Let’s say a storage node gets 12 audits in 12 hours. If it failes one that would translate into 1 hour offline time. If the storage node gets only 2 audits in 12 hours and is failing one that would translate into 6 hours offline time. The system is getting inaccurate the less audits a storage node is receiving. To compensate that we are starting with a fairly high tollerance. 0.6 means a storage node can be offline up to 288 hours in a month (best case with many audits and high accuracy). Worst case 36 times one minute offline time and bad luck that the satellite was sending only 1 audit every 12 hours and hits 36 times exactly that one minute.

What happens if a storage node is not getting 1 audit every 12 hours? If the audit history is not filled with at least one data point every 12 hours for the full 30 day periode the score will stay at 1 and ignore all downtimes. I would call it a bug and not a feature. The idea is that unvetted nodes are not getting suspended. We want to fill them with enough data first to be able to make a fair judgment. That idea is great but it is currently implemented to early in the process. The score should be updated but suspension shouldn’t kick it. An unvetted nodes should see the impact and correct its behavior. Currenlty I would expect to see a score of 1 for most of the nodes even if they had downtime. It will take 30 days before the first nodes might see the real score.

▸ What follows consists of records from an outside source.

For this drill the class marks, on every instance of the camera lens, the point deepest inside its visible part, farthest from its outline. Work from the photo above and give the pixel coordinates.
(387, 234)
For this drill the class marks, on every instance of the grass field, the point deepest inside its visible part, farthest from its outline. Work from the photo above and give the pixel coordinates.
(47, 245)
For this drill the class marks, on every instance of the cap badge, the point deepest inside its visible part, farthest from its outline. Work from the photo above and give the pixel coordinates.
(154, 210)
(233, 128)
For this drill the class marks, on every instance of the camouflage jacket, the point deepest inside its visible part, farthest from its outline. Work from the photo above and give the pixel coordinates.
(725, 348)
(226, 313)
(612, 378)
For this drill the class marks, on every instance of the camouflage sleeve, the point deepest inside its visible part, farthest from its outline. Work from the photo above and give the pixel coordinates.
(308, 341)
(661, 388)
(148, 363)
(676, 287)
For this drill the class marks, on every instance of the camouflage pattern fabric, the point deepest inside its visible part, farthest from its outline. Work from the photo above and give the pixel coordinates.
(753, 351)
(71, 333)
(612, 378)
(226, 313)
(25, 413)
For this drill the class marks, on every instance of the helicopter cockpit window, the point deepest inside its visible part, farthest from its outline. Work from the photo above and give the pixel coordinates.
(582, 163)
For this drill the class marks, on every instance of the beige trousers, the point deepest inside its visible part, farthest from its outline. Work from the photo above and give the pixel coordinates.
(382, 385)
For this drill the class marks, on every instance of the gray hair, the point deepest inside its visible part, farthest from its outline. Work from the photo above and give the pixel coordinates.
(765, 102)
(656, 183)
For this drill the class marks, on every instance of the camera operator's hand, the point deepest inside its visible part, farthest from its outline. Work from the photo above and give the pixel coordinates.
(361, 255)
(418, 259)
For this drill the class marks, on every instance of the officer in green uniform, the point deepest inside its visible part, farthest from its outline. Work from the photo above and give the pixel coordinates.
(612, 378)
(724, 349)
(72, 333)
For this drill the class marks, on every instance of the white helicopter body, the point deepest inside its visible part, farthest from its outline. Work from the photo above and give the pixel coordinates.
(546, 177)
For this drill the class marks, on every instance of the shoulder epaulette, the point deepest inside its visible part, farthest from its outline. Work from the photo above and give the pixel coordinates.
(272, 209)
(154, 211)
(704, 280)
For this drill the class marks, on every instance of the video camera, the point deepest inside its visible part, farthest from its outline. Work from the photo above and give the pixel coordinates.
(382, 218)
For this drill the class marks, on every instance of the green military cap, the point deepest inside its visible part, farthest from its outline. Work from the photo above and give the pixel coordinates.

These values are the current config values and we are going to update them over time. My expectation is that we will suspend nodes earlier at the end and don’t let them stay offline for up to 288 hours. On the other side I don’t think the 12 hour window is going to change much which means with 60 datapoints the satellite has to make a decision. With 2 deployments in a month we need to tollerate at least 2 data points. This translate to at least 36 hours downtime in a month. Likely a bit more. That is my personal expectation and ofc I could be wrong with this. So let’s end my statement with all these values can be changed. I will try to keep you all updated.